Dernière mise à jour : 7 avr.




Juste après le solstice d'hiver du 22 décembre 2023.

40 ans: couchée dès vingt heures.

50 ans: six heures du matin = lever impossible.

Mon solstice d'hiver énergétique.

Mes jours raccourcissent.

J'hiverne.



"Enfant, j'ai vite compris qu'il existerait toujours deux versions pour chaque chose : la mienne et celle des autres.
Pour tous, le bonheur est un sentiment.
Pour Arthur et moi, une SENSATION".

L'Expérience de la pluie,

Clélie Avit.



Janvier 2024


40 ans: couchée dès vingt heures, depuis ma deuxième grossesse.

50 ans: six heures du matin= lever impossible. Mon solstice d'hiver énergétique. Mes jours raccourcissent. Mon énergie diminue.
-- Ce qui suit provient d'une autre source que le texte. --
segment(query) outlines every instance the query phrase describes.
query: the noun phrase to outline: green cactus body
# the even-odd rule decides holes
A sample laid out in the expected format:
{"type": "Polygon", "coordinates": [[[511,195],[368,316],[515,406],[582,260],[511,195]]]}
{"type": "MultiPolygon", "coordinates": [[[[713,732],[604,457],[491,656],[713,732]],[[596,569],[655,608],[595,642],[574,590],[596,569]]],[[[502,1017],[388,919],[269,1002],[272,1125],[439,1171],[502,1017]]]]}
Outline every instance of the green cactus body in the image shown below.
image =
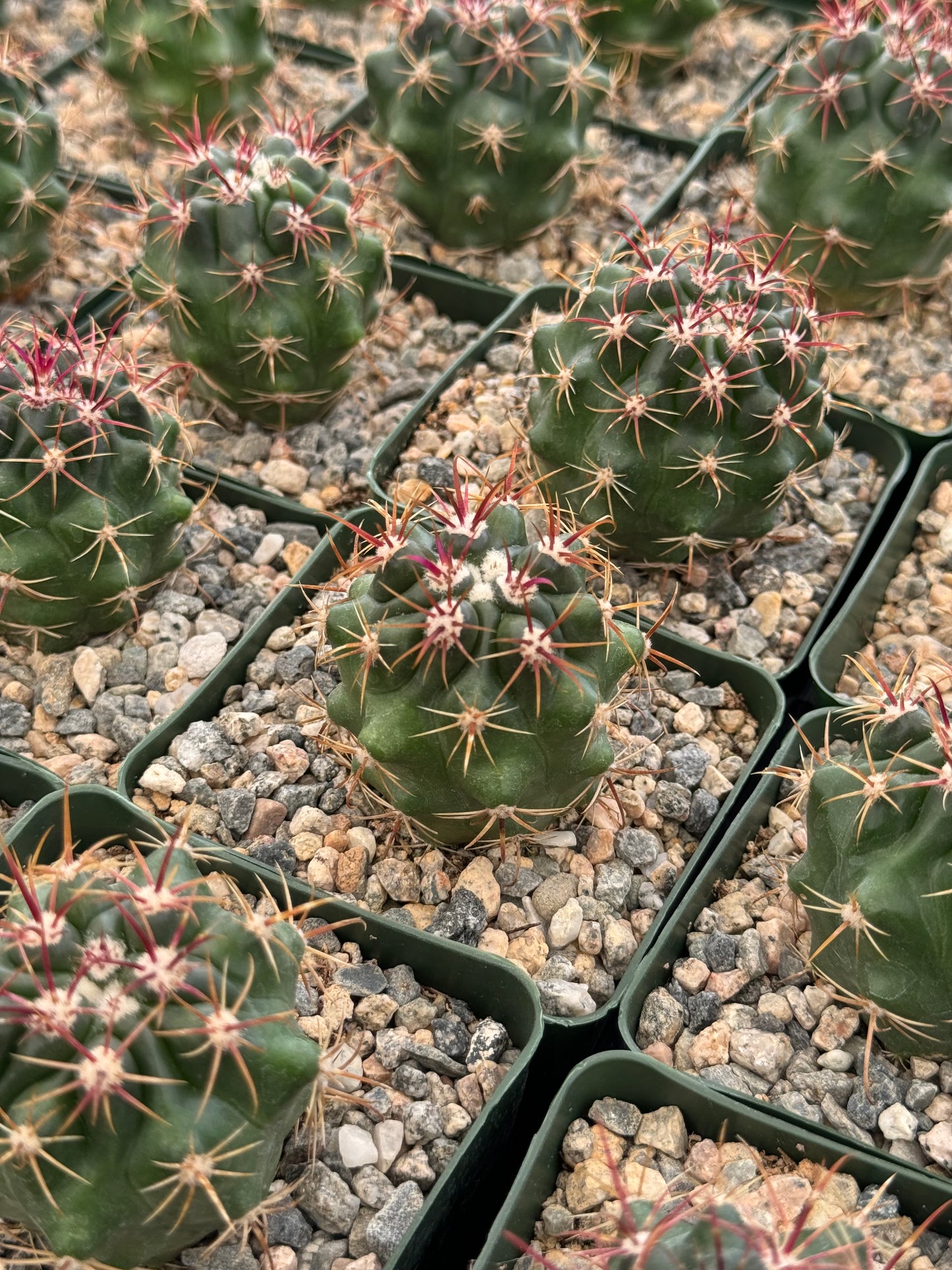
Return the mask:
{"type": "Polygon", "coordinates": [[[896,307],[952,250],[944,5],[821,6],[812,52],[754,114],[757,213],[840,310],[896,307]]]}
{"type": "Polygon", "coordinates": [[[366,72],[395,197],[448,248],[512,248],[561,216],[609,89],[547,0],[420,5],[366,72]]]}
{"type": "Polygon", "coordinates": [[[0,295],[29,291],[50,260],[50,227],[69,194],[56,175],[56,116],[36,94],[32,60],[0,47],[0,295]]]}
{"type": "Polygon", "coordinates": [[[303,940],[221,907],[174,842],[5,871],[0,1217],[56,1256],[168,1261],[264,1200],[307,1105],[303,940]]]}
{"type": "Polygon", "coordinates": [[[589,14],[585,25],[600,61],[652,84],[688,56],[696,28],[720,10],[720,0],[617,0],[589,14]]]}
{"type": "Polygon", "coordinates": [[[636,244],[533,337],[536,464],[628,559],[769,533],[833,447],[809,296],[749,253],[715,232],[636,244]]]}
{"type": "Polygon", "coordinates": [[[108,338],[0,338],[0,634],[42,649],[117,630],[183,561],[179,423],[108,338]]]}
{"type": "Polygon", "coordinates": [[[934,701],[887,702],[852,762],[815,765],[807,850],[788,874],[814,970],[901,1057],[952,1054],[951,754],[934,701]]]}
{"type": "Polygon", "coordinates": [[[605,724],[646,640],[586,591],[593,555],[555,518],[529,542],[508,488],[373,540],[327,615],[327,714],[366,780],[438,842],[543,828],[613,761],[605,724]]]}
{"type": "Polygon", "coordinates": [[[151,204],[138,296],[198,389],[265,427],[321,415],[377,315],[381,241],[311,117],[221,149],[188,133],[178,192],[151,204]]]}
{"type": "Polygon", "coordinates": [[[231,123],[259,104],[274,67],[261,0],[100,0],[103,70],[135,123],[231,123]]]}
{"type": "Polygon", "coordinates": [[[848,1222],[824,1220],[811,1229],[809,1218],[764,1229],[732,1204],[708,1200],[697,1210],[688,1204],[661,1214],[645,1200],[633,1200],[622,1218],[636,1232],[640,1252],[621,1253],[608,1270],[770,1270],[776,1265],[816,1270],[872,1270],[868,1236],[848,1222]]]}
J'hiverne.


Ou bien, est-ce que simplement je bulle ?

30 ans: fin des voyages = The end.

40 ans: couchée dès vingt heures, depuis ma deuxième grossesse. C’est-à-dire que je dois me mettre dans ma bulle sensorielle, sensitive, sans stimulations, avec lumières et sons tamisés, voire en mode OFF. Le trio, composé de mon mari et de nos deux enfants, continue de vivre sa soirée, pendant que je suis en pause relationnelle, à l’autre bout de l’appartement, hors de l’agitation, et de l’animation familiale.

50 ans: six heures du matin= lever impossible. Il me faut impérativement attendre qu’ils soient tous partis, pour me lever, seule et en silence, sans bruits, ni effervescence matinale et familiale.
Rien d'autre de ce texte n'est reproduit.